Which Volume Reports should be used?
Three different types of volume reports are provided in this analysis as described above.
The raw volumes (mm^3) in the native patient coordinates are the most intuitive numbers. However, the brain size has a large amount of cross-subject variability and, thus, the volumes of the brain structures have the large standard deviations. This may negatively impact the sensitivity of the analysis. For example, the figure below shows the absolute volume of the frontal lobe of 199 subjects as a function of age (left graph). The standard deviation is 12.6% of the average size. From this figure, it is not clear how much of this variability reflects the variability specific to the frontal lobe. For example, there is a tendency of smaller volumes in older subjects, but it could be due to the loss of the entire brain volume, not specific to the frontal lobe.
If the brain size is normalized (right graph), the size of the frontal lobe is approximately 10% of the entire brain and the standard deviation reduced to 6.1%, more clearly revealing the age-dependent loss of the frontal lobe. The relative volumes, however, have disadvantages too. First, it depends on the normalization factor (denominator). For example, the denominator could be tissue volume including or not including the ventricles.
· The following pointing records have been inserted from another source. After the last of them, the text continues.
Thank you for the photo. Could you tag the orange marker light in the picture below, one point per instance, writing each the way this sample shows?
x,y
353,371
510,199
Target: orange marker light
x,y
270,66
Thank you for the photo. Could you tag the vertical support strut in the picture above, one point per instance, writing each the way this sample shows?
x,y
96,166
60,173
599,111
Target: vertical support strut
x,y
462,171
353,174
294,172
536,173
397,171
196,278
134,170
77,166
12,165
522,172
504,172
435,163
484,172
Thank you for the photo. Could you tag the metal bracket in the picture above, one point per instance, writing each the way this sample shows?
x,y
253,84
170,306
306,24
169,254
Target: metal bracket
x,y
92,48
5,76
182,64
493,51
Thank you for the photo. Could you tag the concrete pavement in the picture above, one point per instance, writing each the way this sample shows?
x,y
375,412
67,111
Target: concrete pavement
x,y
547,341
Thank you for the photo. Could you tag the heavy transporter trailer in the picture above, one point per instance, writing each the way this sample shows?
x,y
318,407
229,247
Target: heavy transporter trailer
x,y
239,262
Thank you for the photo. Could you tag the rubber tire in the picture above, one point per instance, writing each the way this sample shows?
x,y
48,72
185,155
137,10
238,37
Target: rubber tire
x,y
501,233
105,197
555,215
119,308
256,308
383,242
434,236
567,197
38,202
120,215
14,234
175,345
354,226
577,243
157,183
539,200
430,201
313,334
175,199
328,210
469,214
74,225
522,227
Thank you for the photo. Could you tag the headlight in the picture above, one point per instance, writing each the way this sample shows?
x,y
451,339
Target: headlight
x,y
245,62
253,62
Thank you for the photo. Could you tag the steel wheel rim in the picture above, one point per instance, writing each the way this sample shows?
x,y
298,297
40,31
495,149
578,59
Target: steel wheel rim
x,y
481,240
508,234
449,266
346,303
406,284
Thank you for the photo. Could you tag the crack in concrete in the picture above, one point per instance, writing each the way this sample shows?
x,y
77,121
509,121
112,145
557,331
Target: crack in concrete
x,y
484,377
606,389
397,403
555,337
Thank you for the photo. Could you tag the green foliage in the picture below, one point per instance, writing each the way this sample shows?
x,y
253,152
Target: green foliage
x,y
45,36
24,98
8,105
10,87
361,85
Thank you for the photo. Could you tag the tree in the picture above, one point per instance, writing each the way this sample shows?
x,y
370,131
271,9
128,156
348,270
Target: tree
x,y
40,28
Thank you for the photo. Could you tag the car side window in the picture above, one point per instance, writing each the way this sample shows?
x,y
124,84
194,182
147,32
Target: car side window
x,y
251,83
These approaches could be insensitive to the shrinkage of the entire brain. If we are interested in the global brain atrophy, the denominator should include the CSF outside the brain (or intracranial volume), although we found the CSF volumes are often unstable depending the signal from bone marrow. Using the tables of the raw volumes, users can calculate various types of the relative volumes.
The "corrected_stats" table is one of these options we prefer to use, in which the denominator is the total volume of tissues + ventricles + sulci. Another approach is to use the volumes after the linear normalization to the MNI space. After this operation, the total brain volumes of all data become almost the same, which has the effect very similar to the relative volume measurements. In practice, there is no answer to "which approach is correct". Users are advised to look at all three approaches.